Tae-joon (Lee Jin-wook) is the unfortunate doctor who treats Yeo-hoon after a crunching car crash ends his pursuers' interest in his life. Tae-joon gets a call from a mysterious man who has taken his pregnant wife hostage, demanding that his new patient be snuck out of the building in exchange. Desperate, he does as he's told, but things quickly deteriorate and soon both Tae-joon and Yeo-hoon are on the run from some mercilessly corrupt cops packing power and resources.
The premise, while (openly) not terribly original, still managed to feel fresh and fits nicely into the thrilling landscape of modern Korean cinema. The French original may not have been quite the success story roaring for export, but Chang's version came, pleasantly (and like so many of the bullets fired throughout), very close to a serious hit. There was the odd staging slip, various hyperactive montages (which felt more unnecessary than anything else), and a moot dénouement that reeked of last minute meddling.

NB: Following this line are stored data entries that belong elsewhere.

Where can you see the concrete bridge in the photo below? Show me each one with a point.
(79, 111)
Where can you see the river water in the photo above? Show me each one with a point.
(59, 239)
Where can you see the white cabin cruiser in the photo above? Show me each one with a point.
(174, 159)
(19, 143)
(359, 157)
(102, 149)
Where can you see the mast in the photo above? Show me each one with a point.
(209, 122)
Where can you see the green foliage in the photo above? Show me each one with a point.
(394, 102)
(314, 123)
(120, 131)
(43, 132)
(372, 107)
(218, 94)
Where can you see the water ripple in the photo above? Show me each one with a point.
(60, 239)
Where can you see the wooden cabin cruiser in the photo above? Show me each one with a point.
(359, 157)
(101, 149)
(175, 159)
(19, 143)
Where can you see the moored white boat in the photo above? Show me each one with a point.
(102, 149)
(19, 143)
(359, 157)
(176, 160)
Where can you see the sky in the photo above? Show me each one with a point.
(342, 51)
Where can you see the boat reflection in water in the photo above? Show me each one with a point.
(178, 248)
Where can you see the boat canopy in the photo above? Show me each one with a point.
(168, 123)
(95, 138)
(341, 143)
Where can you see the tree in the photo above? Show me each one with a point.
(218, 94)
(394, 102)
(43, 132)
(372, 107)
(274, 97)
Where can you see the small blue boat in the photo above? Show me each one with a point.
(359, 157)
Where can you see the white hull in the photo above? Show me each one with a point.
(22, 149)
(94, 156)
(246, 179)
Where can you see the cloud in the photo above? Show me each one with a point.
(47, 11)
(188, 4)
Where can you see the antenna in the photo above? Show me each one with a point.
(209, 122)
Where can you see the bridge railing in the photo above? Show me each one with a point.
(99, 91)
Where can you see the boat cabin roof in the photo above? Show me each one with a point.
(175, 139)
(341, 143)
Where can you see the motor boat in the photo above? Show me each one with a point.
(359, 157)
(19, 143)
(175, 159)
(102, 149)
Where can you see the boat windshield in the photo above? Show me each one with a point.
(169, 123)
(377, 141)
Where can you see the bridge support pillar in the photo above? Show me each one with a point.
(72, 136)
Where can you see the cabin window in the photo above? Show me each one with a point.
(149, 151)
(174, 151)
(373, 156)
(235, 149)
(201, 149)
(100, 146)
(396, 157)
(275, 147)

Still, despite these unpolished points of interest the film was both stylishly shot and intense. Tae-joon and Yeo-hoon (an unlikely duo made with parts both hero and anti-hero) orbit and complement each other to great effect, and their opponent (the sinister chief Song played by Yu Jun-sang) was slick and sadistic; a stunningly single-minded man only just in control of his own faulty facilities. The characters were worth caring about, and the stakes were too high for any corner of this obtuse triangle to step back or away. It's a good story well told, and while not convincingly polished or pushed, it's still another thrilling addition to one of Korea's most popular genres.